I just discovered something and am looking for help from all you electricians.

I have a wire going from my panel to a junction box in my ceiling and no-where else.

I decided I would use this for an extra outlet in my store. But when I went to connect the wires - Black to Black - White to White - Ground to Ground and box-- there is a thin - looks like aluminum -- flat peice of wire where the ground should be. 

Is this a proper ground?

Any advice would be appreciated.

Thanks


----------



## iqchicken (Jul 17, 2006)

Does the flat wire look like this  ?


----------



## hawkestone (Jul 17, 2006)

No,

It is just a flat peice of aluminum.

It was folded over and securely clamped with the box clamp that holds the wire from being pulled out of junction box.

The wire I should mention is the metal wrapped sort.


----------



## Kerrylib (Jul 17, 2006)

Is the "wire" you're talking about, actually armored cable?

When you look at it is it a metal spiral, with insulated wires inside?

Sounds like the "ground" wire you are refering to is the ground inside the armor sheath.  Or at the very least it is flex conduit with a ground.  Even though the flex conduit is metal and conducts well, it needs a ground wire because the spiral configuration creates a high inductance (if i remember correctly).  Anyway it doesn't cut it to just clamp the flex conduit to the box.


----------



## hawkestone (Jul 17, 2006)

It is armoured cable, - the outside has the spiral metal you're referring to,

Inside it has


White wire
Black wire
Red Wire
Flat aluminum strip type thing


----------



## Square Eye (Jul 17, 2006)

I noticed that you are in Canada.
That may be something that we don't see in the lower 48.


----------



## petey_racer (Jul 17, 2006)

This is AC (BX) cable. It was/is VERY common in the states, especially in commercial settings. The AL "wire" is the bond strip. It helps keep a continuous ground path in the cable sheath.

It is meant to be wrapped back on the sheathing before the cable is put into a connector. It is NOT a ground. It DOES NOT get terminated anywhere on any device or ground bar.


----------



## Square Eye (Jul 17, 2006)

There's far more MC here than BX. MC has a green insulated grounding wire in it.


----------



## hawkestone (Jul 17, 2006)

So if it is not a ground wire, 

Where is the ground wire -- should there not be one?


----------



## petey_racer (Jul 17, 2006)

MC is a _relatively_ new thing. By this I mean 15 or 20 years. MC _is_ the standard these days.
There is not much BX being used anymore. It was used widely in the past.

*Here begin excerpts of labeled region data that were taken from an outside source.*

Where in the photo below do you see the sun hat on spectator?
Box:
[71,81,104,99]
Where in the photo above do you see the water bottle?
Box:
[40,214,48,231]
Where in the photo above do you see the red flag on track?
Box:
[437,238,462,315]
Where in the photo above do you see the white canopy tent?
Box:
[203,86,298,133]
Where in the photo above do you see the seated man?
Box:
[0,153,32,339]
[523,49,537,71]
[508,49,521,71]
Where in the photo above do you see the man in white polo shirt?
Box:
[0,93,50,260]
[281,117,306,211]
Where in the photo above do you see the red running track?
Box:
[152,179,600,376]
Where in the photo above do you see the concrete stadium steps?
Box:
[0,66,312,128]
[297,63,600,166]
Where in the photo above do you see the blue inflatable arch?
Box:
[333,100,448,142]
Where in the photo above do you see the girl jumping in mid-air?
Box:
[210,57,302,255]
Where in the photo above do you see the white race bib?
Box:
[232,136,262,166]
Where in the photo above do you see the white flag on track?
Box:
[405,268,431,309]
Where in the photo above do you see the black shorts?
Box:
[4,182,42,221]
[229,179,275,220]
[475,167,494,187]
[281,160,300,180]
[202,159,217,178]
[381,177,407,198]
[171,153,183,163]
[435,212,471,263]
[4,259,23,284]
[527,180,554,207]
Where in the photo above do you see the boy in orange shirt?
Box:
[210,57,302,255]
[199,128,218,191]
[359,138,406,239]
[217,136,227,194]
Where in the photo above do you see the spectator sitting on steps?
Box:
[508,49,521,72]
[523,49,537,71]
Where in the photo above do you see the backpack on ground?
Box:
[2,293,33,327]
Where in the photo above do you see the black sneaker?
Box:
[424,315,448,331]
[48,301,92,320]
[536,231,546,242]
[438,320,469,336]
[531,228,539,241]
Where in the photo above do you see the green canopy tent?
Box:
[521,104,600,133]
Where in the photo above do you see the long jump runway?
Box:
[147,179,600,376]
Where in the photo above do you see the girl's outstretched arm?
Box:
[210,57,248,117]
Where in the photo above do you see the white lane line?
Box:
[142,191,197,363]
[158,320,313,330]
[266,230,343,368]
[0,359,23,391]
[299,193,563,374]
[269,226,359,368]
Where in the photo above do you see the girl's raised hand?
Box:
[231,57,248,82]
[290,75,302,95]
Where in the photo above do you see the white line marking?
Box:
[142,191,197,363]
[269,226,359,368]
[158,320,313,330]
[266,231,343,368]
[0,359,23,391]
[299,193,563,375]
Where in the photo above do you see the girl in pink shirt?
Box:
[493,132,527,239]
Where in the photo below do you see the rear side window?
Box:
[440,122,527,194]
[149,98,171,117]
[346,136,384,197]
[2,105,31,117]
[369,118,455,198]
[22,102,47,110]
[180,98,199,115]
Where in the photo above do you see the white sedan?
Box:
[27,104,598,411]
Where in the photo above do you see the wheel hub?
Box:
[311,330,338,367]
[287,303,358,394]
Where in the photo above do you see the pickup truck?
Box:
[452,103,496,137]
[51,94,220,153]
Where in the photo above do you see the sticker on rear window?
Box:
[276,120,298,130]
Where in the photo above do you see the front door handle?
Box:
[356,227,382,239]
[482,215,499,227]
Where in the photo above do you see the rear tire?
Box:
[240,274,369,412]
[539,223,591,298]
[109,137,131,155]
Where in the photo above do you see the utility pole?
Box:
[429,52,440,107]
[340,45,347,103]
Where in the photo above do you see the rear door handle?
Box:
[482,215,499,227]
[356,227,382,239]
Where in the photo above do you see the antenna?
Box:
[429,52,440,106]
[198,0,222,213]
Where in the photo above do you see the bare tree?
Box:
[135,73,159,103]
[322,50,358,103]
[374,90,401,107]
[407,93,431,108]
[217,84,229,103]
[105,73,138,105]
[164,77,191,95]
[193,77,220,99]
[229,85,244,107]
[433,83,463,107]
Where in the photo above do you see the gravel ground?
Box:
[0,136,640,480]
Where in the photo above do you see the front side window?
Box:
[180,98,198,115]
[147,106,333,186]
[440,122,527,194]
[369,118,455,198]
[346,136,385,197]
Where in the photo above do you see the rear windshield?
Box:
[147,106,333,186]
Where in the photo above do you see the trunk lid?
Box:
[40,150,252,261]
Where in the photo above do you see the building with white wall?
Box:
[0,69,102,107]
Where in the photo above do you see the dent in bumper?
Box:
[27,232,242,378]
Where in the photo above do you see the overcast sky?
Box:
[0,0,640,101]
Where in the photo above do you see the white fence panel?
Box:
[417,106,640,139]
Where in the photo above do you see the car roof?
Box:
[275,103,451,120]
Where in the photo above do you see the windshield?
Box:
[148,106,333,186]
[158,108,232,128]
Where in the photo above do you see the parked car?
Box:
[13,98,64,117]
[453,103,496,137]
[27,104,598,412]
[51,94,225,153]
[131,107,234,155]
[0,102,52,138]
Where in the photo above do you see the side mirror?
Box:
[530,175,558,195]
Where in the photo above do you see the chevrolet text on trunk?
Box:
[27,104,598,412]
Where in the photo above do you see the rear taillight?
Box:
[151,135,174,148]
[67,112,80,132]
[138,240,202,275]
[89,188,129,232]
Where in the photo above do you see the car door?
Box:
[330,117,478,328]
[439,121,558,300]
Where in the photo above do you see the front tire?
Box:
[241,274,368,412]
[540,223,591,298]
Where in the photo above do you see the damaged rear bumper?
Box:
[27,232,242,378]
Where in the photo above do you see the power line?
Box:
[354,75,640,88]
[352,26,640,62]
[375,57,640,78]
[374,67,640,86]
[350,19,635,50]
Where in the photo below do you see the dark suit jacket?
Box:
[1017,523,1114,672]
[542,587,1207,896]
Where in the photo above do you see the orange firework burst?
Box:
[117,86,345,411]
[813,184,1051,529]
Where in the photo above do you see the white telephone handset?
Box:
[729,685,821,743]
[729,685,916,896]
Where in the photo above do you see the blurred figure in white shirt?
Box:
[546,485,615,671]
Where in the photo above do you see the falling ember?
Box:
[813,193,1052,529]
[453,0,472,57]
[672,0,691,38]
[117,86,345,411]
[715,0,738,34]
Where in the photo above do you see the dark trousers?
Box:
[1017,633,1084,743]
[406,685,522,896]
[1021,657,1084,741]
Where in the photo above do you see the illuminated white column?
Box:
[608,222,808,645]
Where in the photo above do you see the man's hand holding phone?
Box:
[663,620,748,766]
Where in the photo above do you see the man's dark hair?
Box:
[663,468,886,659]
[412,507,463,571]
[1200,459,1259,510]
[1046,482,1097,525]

The metallic spiral sheathing IS the ground. Like I said, the strip just gets wrapped around. 
Make sure all your connectors and box clamps are made up clean and tight.


----------



## hawkestone (Jul 23, 2006)

Well All,

I made sure the thin wire looped back and is securely connected.

I then turned on the circuit and according to my circuit tester.

The circuit is correct.

Thanks everyone for your help and input.


----------